Jonathan Moyer, director and assistant professor, and David Bohl, assistant director of analysis at the Frederick S. Pardee Center for International Futures at the Josef Korbel School of International Studies
- Grant from the European Commission for "Research and dissemination of findings on sub-national public spending and development trends towards Vision 2040 targets"
- Project abstract: The ambition of this research project is to support the Ugandan policy community by helping to make sense of the most pressing development trends happening at the district scale. This research program will help advance more equitable and inclusive service delivery at the sub-national level by researching long-term development trends and making this research accessible to policymakers and development practitioners in Uganda.
Moyer and Kaylin McNeil, research associate at the Frederick S. Pardee Center for International Futures at the Josef Korbel School of International Studies
- Grant from the Institute for Security Studies for "IFs model and long-term forecasts in Nigeria and Egypt"

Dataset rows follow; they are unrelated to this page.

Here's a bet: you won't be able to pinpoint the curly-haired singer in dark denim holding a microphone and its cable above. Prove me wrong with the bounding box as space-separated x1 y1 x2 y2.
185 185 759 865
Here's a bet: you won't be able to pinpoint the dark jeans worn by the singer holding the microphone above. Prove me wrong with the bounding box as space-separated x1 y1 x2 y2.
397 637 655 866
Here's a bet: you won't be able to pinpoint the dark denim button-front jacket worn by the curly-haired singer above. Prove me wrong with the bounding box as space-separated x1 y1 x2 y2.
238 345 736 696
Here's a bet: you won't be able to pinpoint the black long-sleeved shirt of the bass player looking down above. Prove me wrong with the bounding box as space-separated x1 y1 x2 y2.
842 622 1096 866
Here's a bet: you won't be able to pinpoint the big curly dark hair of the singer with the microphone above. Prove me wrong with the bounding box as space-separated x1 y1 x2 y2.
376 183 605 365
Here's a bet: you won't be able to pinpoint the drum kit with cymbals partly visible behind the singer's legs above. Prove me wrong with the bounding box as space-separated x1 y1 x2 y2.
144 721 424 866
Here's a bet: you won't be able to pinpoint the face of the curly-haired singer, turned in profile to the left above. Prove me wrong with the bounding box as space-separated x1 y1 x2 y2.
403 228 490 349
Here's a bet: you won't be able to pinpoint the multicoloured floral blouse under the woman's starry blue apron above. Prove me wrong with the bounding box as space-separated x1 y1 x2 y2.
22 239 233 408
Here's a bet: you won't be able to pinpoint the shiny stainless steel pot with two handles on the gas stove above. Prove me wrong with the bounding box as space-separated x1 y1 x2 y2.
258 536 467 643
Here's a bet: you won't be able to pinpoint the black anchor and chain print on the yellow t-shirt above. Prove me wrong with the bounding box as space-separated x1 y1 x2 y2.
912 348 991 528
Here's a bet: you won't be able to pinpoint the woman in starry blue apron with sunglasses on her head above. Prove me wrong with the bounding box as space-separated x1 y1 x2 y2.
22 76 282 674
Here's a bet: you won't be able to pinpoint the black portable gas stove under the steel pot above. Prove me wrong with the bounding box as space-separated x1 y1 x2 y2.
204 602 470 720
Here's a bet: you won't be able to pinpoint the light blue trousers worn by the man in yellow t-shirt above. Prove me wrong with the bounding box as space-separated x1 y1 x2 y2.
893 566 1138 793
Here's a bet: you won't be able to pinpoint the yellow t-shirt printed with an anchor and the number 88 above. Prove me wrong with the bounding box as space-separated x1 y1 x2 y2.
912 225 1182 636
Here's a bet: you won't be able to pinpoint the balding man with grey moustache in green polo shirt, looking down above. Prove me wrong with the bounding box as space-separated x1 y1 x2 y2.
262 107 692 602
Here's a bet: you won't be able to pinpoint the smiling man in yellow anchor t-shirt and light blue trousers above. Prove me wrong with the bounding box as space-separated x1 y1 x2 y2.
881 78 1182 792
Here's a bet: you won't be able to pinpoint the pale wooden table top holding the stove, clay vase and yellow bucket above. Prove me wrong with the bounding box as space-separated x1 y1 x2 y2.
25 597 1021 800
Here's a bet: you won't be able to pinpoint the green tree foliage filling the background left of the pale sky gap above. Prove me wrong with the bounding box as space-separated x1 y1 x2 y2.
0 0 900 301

- Project abstract: The Pardee Center will undertake services regarding general support on the International Futures model and long-term forecasts in Nigeria and Egypt. These studies are done for the Government of the Netherlands, Hanns Seidel Foundation in South Africa and the Swedish International Development Cooperation Agency.
Cecilia Orphan, assistant professor at the Morgridge College of Education
- Grant from Appalachian State University, subaward from Ascendium Education Group for "What it Means to be a Rural-Serving Postsecondary Institution"
- Project abstract: In recent years, greater attention has been paid to the postsecondary educational outcomes and success of students from rural communities. One common challenge that arises in attempting to better understand these students' collegiate experiences is a current inability to identify the colleges and universities that are successfully serving rural students and communities. The need to establish a definition for rural-serving institutions (RSIs) has been articulated in multiple venues and this project will develop a definition for RSIs, and a range of publicly available data products and tools to promote expanded research on these critical institutions and how they serve rural students.